Könnte der Filter verkleinert werden?
Basierend auf den Daten, die bisher im Rahmen des Betriebs des Fluss Bad Testfilters gesammelt wurden, erscheint eine deutliche Größenreduktion und Vereinfachung des Filterbauwerks als eine so erfolgversprechende Möglichkeit, dass diese Variante jetzt präferiert wird. Die Fläche des Filters kann um mehr als 50% reduziert werden.
Der Abschlussbericht zur Untersuchung der Filtersysteme aus dem Jahr 2022 erlaubt diese Schlussfolgerung. Wesentlicher Nenebeneffekt ist der Wegfall des Hochwasserdükers, der unter dem Filter geplant war. Deshalb ist der Effekt dieser Verkleinerung noch erheblich größer.
Könnte auf die unter dem Filter liegende Hochwasser-Ableitung (Düker) verzichtet werden?
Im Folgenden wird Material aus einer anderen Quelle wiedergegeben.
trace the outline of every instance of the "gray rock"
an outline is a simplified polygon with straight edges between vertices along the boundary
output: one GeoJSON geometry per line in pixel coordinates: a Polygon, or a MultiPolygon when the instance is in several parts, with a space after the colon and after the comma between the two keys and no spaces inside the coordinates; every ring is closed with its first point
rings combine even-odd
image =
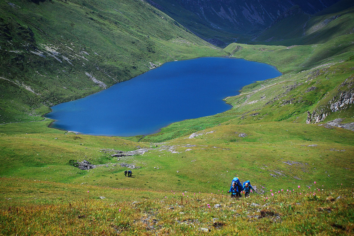
{"type": "Polygon", "coordinates": [[[207,228],[198,228],[198,230],[206,233],[207,233],[210,231],[210,230],[207,228]]]}
{"type": "Polygon", "coordinates": [[[241,133],[239,134],[239,137],[241,137],[241,138],[245,138],[247,136],[248,136],[248,135],[247,135],[247,134],[244,133],[241,133]]]}
{"type": "Polygon", "coordinates": [[[93,165],[91,164],[91,162],[88,161],[86,160],[84,160],[81,162],[77,162],[75,164],[75,166],[78,167],[80,169],[86,170],[90,169],[93,169],[97,167],[96,165],[93,165]]]}
{"type": "Polygon", "coordinates": [[[141,168],[141,166],[136,166],[134,165],[134,163],[132,163],[131,164],[128,164],[127,163],[119,163],[119,165],[122,167],[125,167],[127,168],[130,168],[130,169],[137,169],[138,168],[141,168]]]}
{"type": "Polygon", "coordinates": [[[114,154],[112,156],[114,157],[120,157],[122,156],[135,156],[136,155],[142,155],[149,151],[149,150],[147,148],[142,148],[137,150],[134,150],[133,151],[124,151],[120,150],[113,150],[113,149],[101,149],[104,151],[114,151],[116,152],[116,154],[114,154]]]}

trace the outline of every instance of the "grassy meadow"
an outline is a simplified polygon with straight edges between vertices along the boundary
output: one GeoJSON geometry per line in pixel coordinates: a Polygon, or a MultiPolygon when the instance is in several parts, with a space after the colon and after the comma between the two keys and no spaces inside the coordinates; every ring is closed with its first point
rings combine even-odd
{"type": "Polygon", "coordinates": [[[343,16],[323,41],[222,50],[143,1],[0,5],[0,235],[353,234],[354,132],[325,123],[354,122],[352,104],[331,108],[353,91],[350,11],[310,19],[343,16]],[[227,55],[283,74],[225,98],[228,111],[146,136],[75,134],[42,116],[165,62],[227,55]],[[323,119],[307,124],[308,111],[323,119]],[[97,166],[73,166],[84,160],[97,166]],[[131,178],[126,164],[139,167],[131,178]],[[235,176],[256,192],[228,197],[235,176]]]}
{"type": "Polygon", "coordinates": [[[274,194],[251,193],[248,198],[237,199],[227,197],[225,191],[147,191],[1,178],[0,232],[9,235],[350,235],[354,228],[353,189],[339,184],[329,190],[326,184],[316,182],[309,188],[273,188],[270,192],[274,194]]]}

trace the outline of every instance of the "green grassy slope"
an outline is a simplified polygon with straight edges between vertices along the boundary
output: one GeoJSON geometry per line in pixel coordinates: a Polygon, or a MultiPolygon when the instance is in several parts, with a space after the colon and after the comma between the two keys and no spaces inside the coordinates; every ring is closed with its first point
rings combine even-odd
{"type": "Polygon", "coordinates": [[[0,3],[0,122],[35,120],[162,63],[224,52],[141,1],[0,3]]]}
{"type": "MultiPolygon", "coordinates": [[[[354,4],[342,1],[312,16],[293,9],[286,17],[261,33],[252,44],[282,45],[322,44],[343,34],[353,33],[354,4]]],[[[246,41],[245,41],[246,42],[246,41]]]]}
{"type": "Polygon", "coordinates": [[[273,196],[236,200],[221,191],[147,191],[1,178],[0,232],[200,235],[206,234],[204,228],[211,235],[351,234],[352,188],[312,183],[310,189],[293,185],[291,193],[273,189],[273,196]]]}
{"type": "Polygon", "coordinates": [[[291,188],[291,183],[313,179],[331,188],[354,181],[352,131],[289,122],[236,123],[231,120],[199,131],[195,138],[184,138],[187,136],[163,144],[65,134],[48,128],[53,132],[32,133],[33,123],[44,128],[45,121],[2,125],[0,172],[2,176],[41,181],[203,192],[227,188],[235,175],[251,179],[258,188],[291,188]],[[247,137],[239,136],[241,133],[247,137]],[[118,158],[103,150],[144,147],[150,149],[143,155],[118,158]],[[83,160],[103,165],[87,171],[70,165],[70,160],[83,160]],[[333,166],[337,160],[340,163],[333,166]],[[133,170],[134,178],[127,178],[121,163],[141,168],[133,170]]]}
{"type": "Polygon", "coordinates": [[[142,140],[169,140],[229,120],[236,124],[281,121],[303,123],[308,111],[312,114],[314,111],[314,117],[325,114],[322,121],[352,118],[352,104],[344,104],[335,112],[330,107],[342,92],[353,91],[353,40],[349,34],[322,44],[295,47],[232,44],[224,49],[232,56],[269,63],[283,75],[257,81],[244,87],[239,95],[226,98],[233,106],[228,111],[172,124],[142,140]]]}

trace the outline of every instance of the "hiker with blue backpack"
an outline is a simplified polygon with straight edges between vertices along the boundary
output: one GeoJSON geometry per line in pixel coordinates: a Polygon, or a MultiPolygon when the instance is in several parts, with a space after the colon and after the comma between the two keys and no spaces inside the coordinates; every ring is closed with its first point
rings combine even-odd
{"type": "Polygon", "coordinates": [[[244,194],[245,194],[245,196],[246,197],[250,195],[250,192],[252,190],[255,191],[252,185],[251,185],[250,180],[247,180],[244,182],[242,184],[242,186],[244,188],[244,194]]]}
{"type": "Polygon", "coordinates": [[[227,191],[228,193],[231,193],[231,197],[239,197],[241,196],[240,192],[239,191],[238,186],[237,186],[234,181],[232,182],[231,186],[230,188],[230,190],[227,191]]]}
{"type": "Polygon", "coordinates": [[[240,192],[243,190],[243,187],[240,182],[240,180],[237,177],[232,179],[230,190],[228,192],[231,193],[231,197],[240,197],[241,196],[240,192]]]}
Wie häufig kommt es vor, dass der Hochwasserdüker notwendig wäre?
Bei einer wesentlichen Verkleinerung der Filterfläche könnte der Hochwasser-Düker vollständig entfallen und die Hochwasserdurchleitung parallel zum Filter erfolgen.
Kommt es durch den Badebetrieb zu Wasserverunreinigungen? Welche Anforderungen an die Filtertechnik erwachsen daraus?
Der geplante Filter liegt oberhalb des Schwimmbereichs und dient zur Reinigung des dort einfließenden Wassers. Der flussabwärts liegende Schwimmbereich wird im Durchlauf betrieben. Somit erreichen die Einträge, welche die Badenden ins Wasser bringen, den Filter nicht. Allerdings sind diese auch sehr gering und werden durch das kontinuierlich nachlaufende, gefilterte Wasser ausgespült.